Contentieux Administratif

Abstract

             
  Compétence
  Contentieux constitutionnel - Constitution de 1911 - atteintes aux droits et libertés constitutionnels - atteintes relevant de la compétence des tribunaux ordinaires : infractions prévues par le Code pénal - incompétence du Tribunal Suprême.

Le Tribunal Suprême

Vu la requête du sieur S., en date du 22 février 1952 ;

Vu le mémoire en réponse déposé au nom de M. le Ministre d'État de la Principauté de Monaco, le 14 mars 1952 ;

Vu l' Ordonnance Constitutionnelle du 5 janvier 1911 , ensemble l' Ordonnance Souveraine du 21 avril 1911 , modifiée par celle du 15 juin 1946, les articles 96 et 146 du Code Pénal  ;

Oui M. Brouchot...

Oui Me Lorenzi, avocat...

Oui M. le Procureur Général...

Après en avoir délibéré conformément à la loi, en Chambre du Conseil ;

Considérant que la procédure est régulière en la forme :

Sur la compétence :

Considérant que le Tribunal Suprême institué par l'article 14 de la Constitution Monégasque du 5 janvier 1911, est, aux termes de l' article de l'Ordonnance du 21 avril 1911 , compétent pour statuer « souverainement sur le recours ayant pour objet les atteintes aux droits et libertés consacrés par le titre II de la loi constitutionnelle qui ne rentrent pas dans la compétence des tribunaux ordinaires » ;

Considérant que le sieur S. allègue qu'au cours d'une grève, le 7 février 1952, à six heures vingt, deux fonctionnaires de la Sûreté, pénétrèrent dans son domicile, sans y être autorisés par Ordonnance de Justice ; qu'ils l'obligèrent à les suivre au Palais du Gouvernement où il fut gardé au secret pendant plusieurs heures ; qu'il ne fut remis en liberté qu'à l'issue d'une entrevue avec M. le Ministre d'État, au cours de laquelle ce dernier lui aurait intimé l'ordre de cesser son activité syndicale et de prescrire la fin de la grève ;

Considérant que le sieur S. soutient que les mesures prises à son encontre constituent des atteintes aux droits et libertés énumérés par les articles 6, 7, 8 et 10 de la Constitution, ainsi libellés :

Article 6. - La liberté individuelle est garantie. Nul ne peut être poursuivi que dans les cas prévus par la loi et dans la forme qu'elle prescrit.
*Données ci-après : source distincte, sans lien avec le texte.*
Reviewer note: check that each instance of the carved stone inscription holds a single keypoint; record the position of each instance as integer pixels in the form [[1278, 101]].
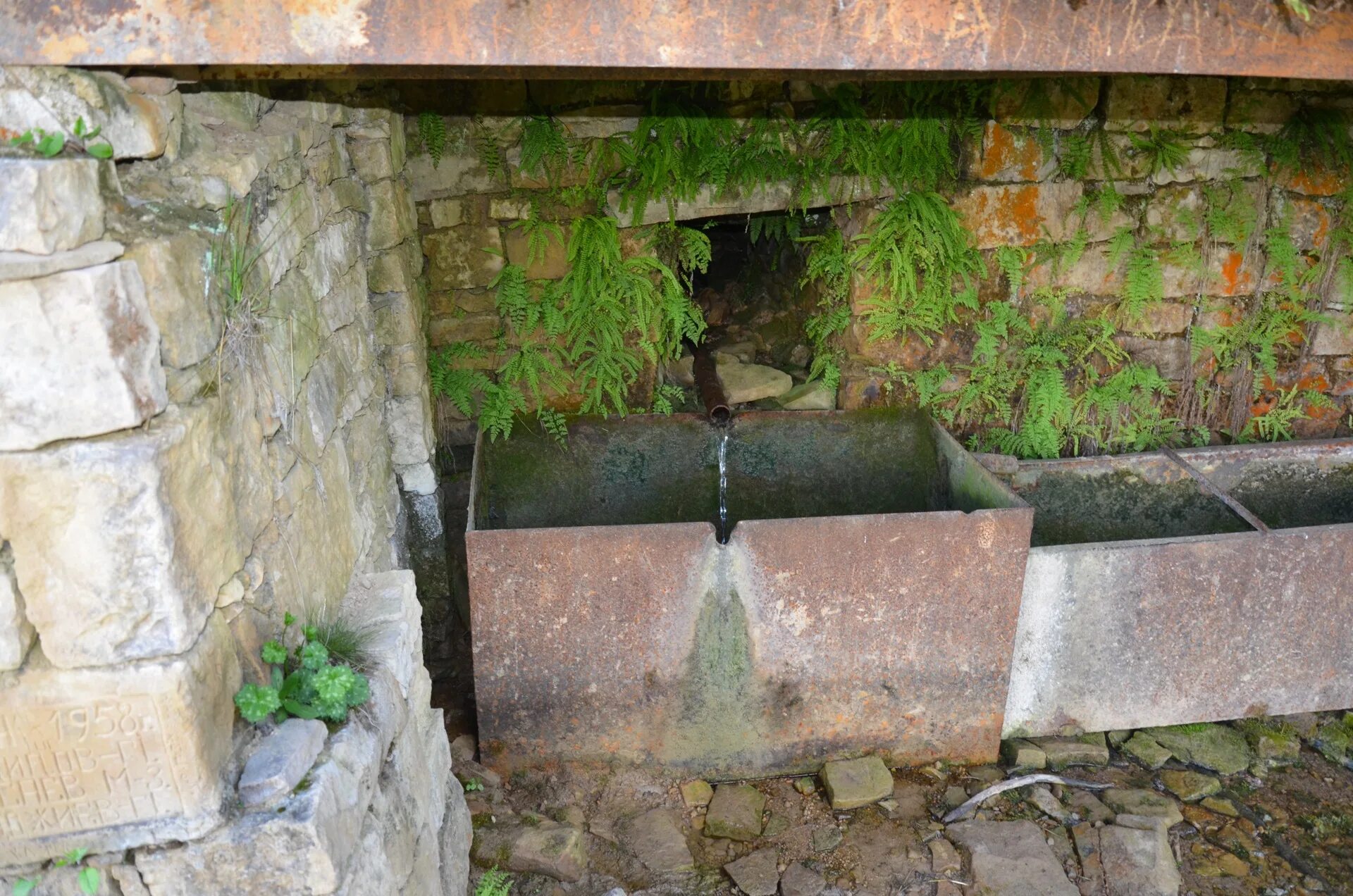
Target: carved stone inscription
[[83, 766]]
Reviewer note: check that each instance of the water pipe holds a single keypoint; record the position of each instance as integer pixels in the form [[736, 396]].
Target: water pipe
[[710, 387]]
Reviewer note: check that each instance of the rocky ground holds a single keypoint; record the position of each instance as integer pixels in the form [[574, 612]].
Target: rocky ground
[[1256, 807]]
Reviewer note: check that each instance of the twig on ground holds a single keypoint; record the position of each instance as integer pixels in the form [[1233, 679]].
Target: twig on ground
[[1010, 784]]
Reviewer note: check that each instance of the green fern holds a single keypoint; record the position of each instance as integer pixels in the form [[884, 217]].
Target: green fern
[[432, 133], [920, 263], [1164, 152]]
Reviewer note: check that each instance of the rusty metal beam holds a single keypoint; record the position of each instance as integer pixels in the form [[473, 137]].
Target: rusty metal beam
[[746, 38]]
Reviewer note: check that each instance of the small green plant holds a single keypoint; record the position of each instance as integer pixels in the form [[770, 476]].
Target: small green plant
[[87, 878], [51, 144], [304, 683], [494, 883], [1276, 423], [432, 132]]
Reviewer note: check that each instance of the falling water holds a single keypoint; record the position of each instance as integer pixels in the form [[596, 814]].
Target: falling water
[[723, 485]]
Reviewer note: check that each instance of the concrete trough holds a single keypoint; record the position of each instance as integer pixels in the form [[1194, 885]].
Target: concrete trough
[[1149, 603], [865, 603]]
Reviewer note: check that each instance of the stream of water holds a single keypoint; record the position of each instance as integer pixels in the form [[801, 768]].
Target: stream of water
[[722, 535]]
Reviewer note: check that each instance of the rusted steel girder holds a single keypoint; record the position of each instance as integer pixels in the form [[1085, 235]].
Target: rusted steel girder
[[746, 38]]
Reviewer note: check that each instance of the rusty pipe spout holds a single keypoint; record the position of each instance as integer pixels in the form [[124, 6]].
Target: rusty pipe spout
[[710, 387]]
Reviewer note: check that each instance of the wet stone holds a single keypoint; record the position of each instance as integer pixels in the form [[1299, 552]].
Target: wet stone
[[655, 838], [1190, 787], [1221, 806], [757, 875], [1217, 747], [1023, 754], [1145, 750], [694, 793], [800, 880], [1141, 802], [854, 783], [827, 838], [1011, 857], [1064, 753], [282, 761], [1088, 807], [735, 812]]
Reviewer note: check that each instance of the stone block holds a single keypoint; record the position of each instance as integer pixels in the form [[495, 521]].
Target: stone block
[[409, 420], [550, 264], [113, 758], [22, 266], [463, 258], [393, 216], [1188, 104], [854, 783], [471, 328], [1161, 318], [1206, 163], [397, 270], [1260, 111], [173, 266], [1168, 356], [17, 633], [49, 205], [1006, 156], [82, 356], [447, 213], [282, 759], [1019, 216], [1061, 103], [121, 543], [54, 98], [371, 158], [735, 812]]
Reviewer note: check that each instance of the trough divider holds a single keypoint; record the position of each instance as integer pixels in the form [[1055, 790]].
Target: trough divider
[[1240, 509]]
Hors le cas de flagrant délit, nul ne peut être arrêté qu'en vertu de l'Ordonnance motivée du juge qui doit être signifiée au moment de l'arrestation ou au plus tard dans les 24 heures.

Article 7. - Nulle peine ne peut être établie ni appliquée qu'en vertu de la loi.

Article 8. - Le domicile est inviolable. Aucune visite domiciliaire ne peut avoir lieu que dans les cas prévus par la loi et dans la forme qu'elle prescrit.

Article 10. - La liberté des cultes, celle de leur exercice public, ainsi que la liberté de manifester ses opinions, en toute matière sont garanties, sauf la répression des délits commis à l'occasion de l'usage de ses libertés.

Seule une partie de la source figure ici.